||| 熱視線 |||
ようやく今回の戦闘も一段落したらしい。
周りに敵の姿がないのを確認すると、ゼトは剣を鞘に収めた。
その瞬間腕に痛みが走って、僅かに顔をしかめる。
戦っている間は失念していたが、見れば先ほど腕に受けた傷はまだ開いたままで、出血を続けていた。濡れた袖が重く張り付く。
ゼトはとりあえず患部を縛って止血すると、馬首を返した。
癒し手は何人もいるというのに、こういう時思わず探してしまうのは彼女の姿だ。
手を煩わせる事は心苦しくもあるのに、視界に彼女の姿を捉えると、つい心が躍ってしまう。本当に我が心ながら度し難い。
ゼトが苦笑をもらしていると、ナターシャが彼に気付いて駆け寄ってきた。
「ゼト様、どこかお怪我を!?」
馬を下りる自分を心配そうに見上げるナターシャに、ゼトは申し訳なさそうに微笑む。
「不覚を取りました。手数をおかけして申し訳ないが、治療をお願いできるだろうか」
「手数だなんて。私にはこれぐらいしか出来ませんから・・・」
言いながらナターシャはテキパキと止血用の布を外した。
その途端、開いた傷口から血が溢れ出す。女性にとっては結構凄惨な光景だと思うのだが、気丈にも彼女は僅かに眉をひそめただけだった。
「すぐに治療いたしますわね」
傷口を検めたナターシャは杖をかざすと、先端についた石に意識を集中する。
すると、ただのガラス玉のようだった石は序々に輝きだし、同時にナターシャの身体もほんのりと明るい光に包まれる。
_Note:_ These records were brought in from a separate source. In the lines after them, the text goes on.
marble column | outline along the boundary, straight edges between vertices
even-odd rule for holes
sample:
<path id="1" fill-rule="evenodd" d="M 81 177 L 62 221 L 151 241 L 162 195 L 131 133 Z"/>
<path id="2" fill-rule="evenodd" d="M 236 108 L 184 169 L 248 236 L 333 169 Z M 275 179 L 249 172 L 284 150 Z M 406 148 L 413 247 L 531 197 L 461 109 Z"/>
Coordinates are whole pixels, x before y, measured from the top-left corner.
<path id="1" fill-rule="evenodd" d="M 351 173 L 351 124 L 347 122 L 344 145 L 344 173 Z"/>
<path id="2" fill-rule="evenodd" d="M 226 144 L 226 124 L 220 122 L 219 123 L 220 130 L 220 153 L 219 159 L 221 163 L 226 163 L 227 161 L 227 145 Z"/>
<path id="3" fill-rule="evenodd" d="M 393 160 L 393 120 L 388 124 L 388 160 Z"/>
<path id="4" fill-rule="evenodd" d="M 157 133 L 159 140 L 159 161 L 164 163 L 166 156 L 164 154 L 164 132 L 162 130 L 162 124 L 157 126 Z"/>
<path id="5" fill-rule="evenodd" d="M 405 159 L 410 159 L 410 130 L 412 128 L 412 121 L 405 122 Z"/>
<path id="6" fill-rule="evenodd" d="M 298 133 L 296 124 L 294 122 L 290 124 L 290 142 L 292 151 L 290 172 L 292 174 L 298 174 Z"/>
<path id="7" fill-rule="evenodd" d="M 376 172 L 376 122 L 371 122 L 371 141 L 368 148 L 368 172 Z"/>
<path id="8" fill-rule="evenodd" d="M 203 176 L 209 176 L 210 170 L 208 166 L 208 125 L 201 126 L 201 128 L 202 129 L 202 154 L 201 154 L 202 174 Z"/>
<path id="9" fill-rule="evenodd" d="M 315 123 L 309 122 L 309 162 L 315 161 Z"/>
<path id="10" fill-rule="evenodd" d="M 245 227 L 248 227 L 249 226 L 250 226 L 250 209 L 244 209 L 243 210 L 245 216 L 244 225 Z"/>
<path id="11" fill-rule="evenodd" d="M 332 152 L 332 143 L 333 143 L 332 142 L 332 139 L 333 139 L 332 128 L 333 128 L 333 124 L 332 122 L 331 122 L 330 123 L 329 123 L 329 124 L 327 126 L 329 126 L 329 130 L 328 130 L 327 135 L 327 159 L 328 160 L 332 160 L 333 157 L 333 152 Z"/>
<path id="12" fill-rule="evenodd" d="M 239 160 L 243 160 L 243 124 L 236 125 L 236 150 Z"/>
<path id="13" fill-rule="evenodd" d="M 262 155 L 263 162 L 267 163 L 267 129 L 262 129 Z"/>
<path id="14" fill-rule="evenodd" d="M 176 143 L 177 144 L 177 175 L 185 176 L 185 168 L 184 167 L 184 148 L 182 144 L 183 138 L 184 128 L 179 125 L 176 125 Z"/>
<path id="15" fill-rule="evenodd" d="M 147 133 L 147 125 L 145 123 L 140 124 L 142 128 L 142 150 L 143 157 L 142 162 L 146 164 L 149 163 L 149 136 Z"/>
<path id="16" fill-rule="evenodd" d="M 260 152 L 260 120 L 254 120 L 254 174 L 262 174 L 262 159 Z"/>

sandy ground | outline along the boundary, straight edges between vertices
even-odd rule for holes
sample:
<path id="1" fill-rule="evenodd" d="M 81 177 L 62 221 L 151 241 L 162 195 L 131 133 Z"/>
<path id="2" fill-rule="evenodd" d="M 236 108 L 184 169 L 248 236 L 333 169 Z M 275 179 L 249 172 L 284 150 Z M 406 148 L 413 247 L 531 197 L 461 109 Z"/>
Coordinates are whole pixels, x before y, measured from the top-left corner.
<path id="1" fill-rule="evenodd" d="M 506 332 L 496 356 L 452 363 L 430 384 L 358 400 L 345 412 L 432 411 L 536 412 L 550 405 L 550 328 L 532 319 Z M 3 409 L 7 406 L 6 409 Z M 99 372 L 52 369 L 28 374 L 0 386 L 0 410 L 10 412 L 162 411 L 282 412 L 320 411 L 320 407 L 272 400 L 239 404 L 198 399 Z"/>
いつ見てもその姿は昔語りに出てくる聖女のように美しい。
ゼトが感慨深げにナターシャを眺めていると、急にその光が瞬いた。
風に揺れる蝋燭のように、何度か瞬きを繰り返した光は、ついには杖の輝きとともに消えてしまう。それと同時にナターシャが崩れ落ちるようにその場に座り込んだ。
「ナターシャ殿!?」
慌ててゼトが屈み込むと、ぱちくりと瞬きを繰り返していたナターシャは、少し困ったように微笑んだ。
「すみません。どうやら力を使い果たしてしまったようです。この間の事があって以来気をつけていたのですが、つい夢中になってしまって・・・。申し訳ありませんが、傷の治療は他の方にお願いしていただけますか?」
「私の怪我など、どうでもいい!あなたの方こそ大丈夫なのですか?」
「私はこうして少し休んでいれば、すぐに歩けるようになります。たいした事はありませんので、どうぞお気になさらないでください」
安心させるように微笑むナターシャを、ゼトは無言で抱き上げた。
「ゼ、ゼト様!?お怪我に触ります」
「先ほどの治療で出血は止まりました」
ゼトは真っ直ぐ前を見つめたまま歩みだす。
「ですが・・・。私は大丈夫ですから、どうぞ下ろしてください」
なおも言い募るナターシャに、ゼトは視線を向けた。
その視線の予想外の熱さに、ナターシャの頬が火照る。
「私があなたをこんな所にほって置けると思いますか」
「・・・ゼト様」
ドキドキと跳ね上がる鼓動を押さえるように、ナターシャは胸の前で両手を握り締めた。
「アスレイ、すまないがナターシャ殿を見てやってもらえるか」
ナターシャを抱えアスレイの元を訪れたゼトは、こちらを見つめたままいっこうに返事をしない彼に眉をひそめた。
「アスレイ?」
「あっ、すみません、ゼト将軍」
もう一度名を呼ばれてようやく我に帰ったアスレイは、慌てて返事を返す。
「あなた方二人がまるで式を挙げたばかりの新郎と新婦のようだったので、思わず見惚れてしまいました」
確かにシスターの正装である純白のベールとワンピース姿のナターシャを横抱きにしたゼトは、新郎と新婦に見えなくもない。
にこにこと微笑むアスレイに、ゼトとナターシャは顔を見合わせて赤面する。
「そ、それでは後は頼む」
ナターシャをそっとその場に下ろすと、足早に去っていくゼトの姿を見送りながら、アスレイは首を傾げた。
いつも冷静なゼトがあのように取り乱す所など、初めて見たような気がする。
「私は何か余計な事を言ってしまったのでしょうか」
「さぁ、どうなのでしょう」
心配そうに告げるアスレイに、ナターシャは小首をかしげて幸せそうに笑った。